Now for $x<0$ we have that $-x>0$. By what I stated previously, there exists $m\in\Bbb{N}$ such that $m\leq -x < m+1$ . So $-m-1 < -x \leq -m <m+1$ and so $x \in(-m-1, m+1)$. Thus $x \in\bigcup^\infty_{n=1}(-n,n)$. The case for $x>0$ is similar.

But I am unsure of how to show the other inclusion $\bigcup^\infty_{n=1}(-n,n)\subseteq\Bbb{R}$

Answer 1

Do you know when two sets are equal?

Say $B=(a,b)$ and $$A=\bigcup^\infty_{n=1}(a,b-\frac{1}{n}]$$ You must prove $A=B$.
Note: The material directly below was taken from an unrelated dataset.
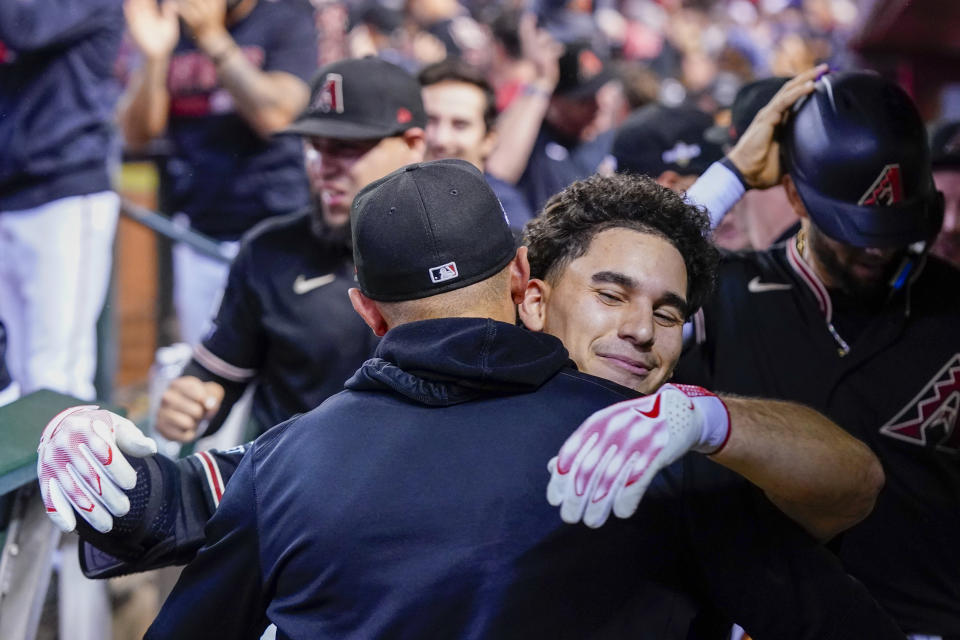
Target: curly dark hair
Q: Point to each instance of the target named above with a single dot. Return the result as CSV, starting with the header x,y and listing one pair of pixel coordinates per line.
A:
x,y
571,218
So take any $x\in A$ and prove that it is also in $B$. Then do vice versa.

Answer 2

By double inclusion. For the first question, because for any positive integer $n$, we clearly have $(a,b-\frac{1}{n}]\subset(a,b)$, we know that $\bigcup^\infty_{n=1}(a,b-\frac{1}{n}]\subset (a,b)$

Now consider any element $x \in (a,b)$. Then, $x<b$ and because $\lim_{n\rightarrow \infty}b-\frac{1}{n}=b$, by very definition of the limit, we know that there is some integer $n$ such that $x<b-\frac{1}{n}<b$. Hence, $x\in (a,b-\frac{1}{n}]$. It follows that $(a,b)\subset \bigcup^\infty_{n=1}(a,b-\frac{1}{n}]$, so we are done.
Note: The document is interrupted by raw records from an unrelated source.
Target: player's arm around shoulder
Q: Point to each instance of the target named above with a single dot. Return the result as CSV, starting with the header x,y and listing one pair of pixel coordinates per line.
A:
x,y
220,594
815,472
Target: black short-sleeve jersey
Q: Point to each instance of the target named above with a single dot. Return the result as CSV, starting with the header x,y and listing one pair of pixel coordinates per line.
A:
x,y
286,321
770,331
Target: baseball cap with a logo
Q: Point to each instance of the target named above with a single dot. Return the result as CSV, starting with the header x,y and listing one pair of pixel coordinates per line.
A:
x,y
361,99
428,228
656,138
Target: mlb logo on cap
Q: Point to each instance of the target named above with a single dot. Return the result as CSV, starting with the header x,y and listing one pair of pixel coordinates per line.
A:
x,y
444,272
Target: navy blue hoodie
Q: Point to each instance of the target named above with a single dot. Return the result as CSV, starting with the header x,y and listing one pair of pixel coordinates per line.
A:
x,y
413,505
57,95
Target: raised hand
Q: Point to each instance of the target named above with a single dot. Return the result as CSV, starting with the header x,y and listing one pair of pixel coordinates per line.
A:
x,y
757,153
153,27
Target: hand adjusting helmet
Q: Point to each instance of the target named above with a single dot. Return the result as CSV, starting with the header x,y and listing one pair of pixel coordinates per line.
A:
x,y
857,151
With a similar reasoning, one can show your second question concerning $\mathbb{R}$.

Answer 3

Suppose $\exists x \in (a,b)$ s.t. $x \notin\bigcup_{n=1} ^{\infty}(a, b-\frac{1}{n}]$

Then $b-\frac{1}{n}<x$ $\forall n \in \mathbb{N}$

But $$\lim_{n \rightarrow \infty}b-\frac{1}{n}=b$$ which implies that $b \leq x$ by algebra of limits which is a contradiction.

Hence $(a,b) \subset \bigcup_{n=1} ^{\infty}(a, b-\frac{1}{n}]$

Similarly you can prove the other direction.

The second problem is proven simialrly.

Answer 4

Part 2:

Let $n \in \mathbb{Z^+}.$

1) $\bigcup_{n=1}^{\infty} (-n,n) \subset \mathbb{R}.$

Trivial.

Now show that $\mathbb{R} \subset \bigcup_{n=1}^{\infty} (-n,n)$.

2) Let $r$ be real, positive.

Archimedean principle:

There is a $n \in \mathbb{Z^+}$ with $n>r.$

Hence $r \in (-n,n).$

2) Let $r <0.$

Then consider $-r >0.$

Archimedean principle :

There is a $n \in \mathbb{Z^+}$ with

$n >-r .$

Hence $-n < r$ , and $r \in (-n,n)$.

3)Let $r = 0;$ $0 \in (-1,1)$.

Altogether:

$\mathbb{R} \subset \bigcup_{n=1}^{\infty} (-n,n)$.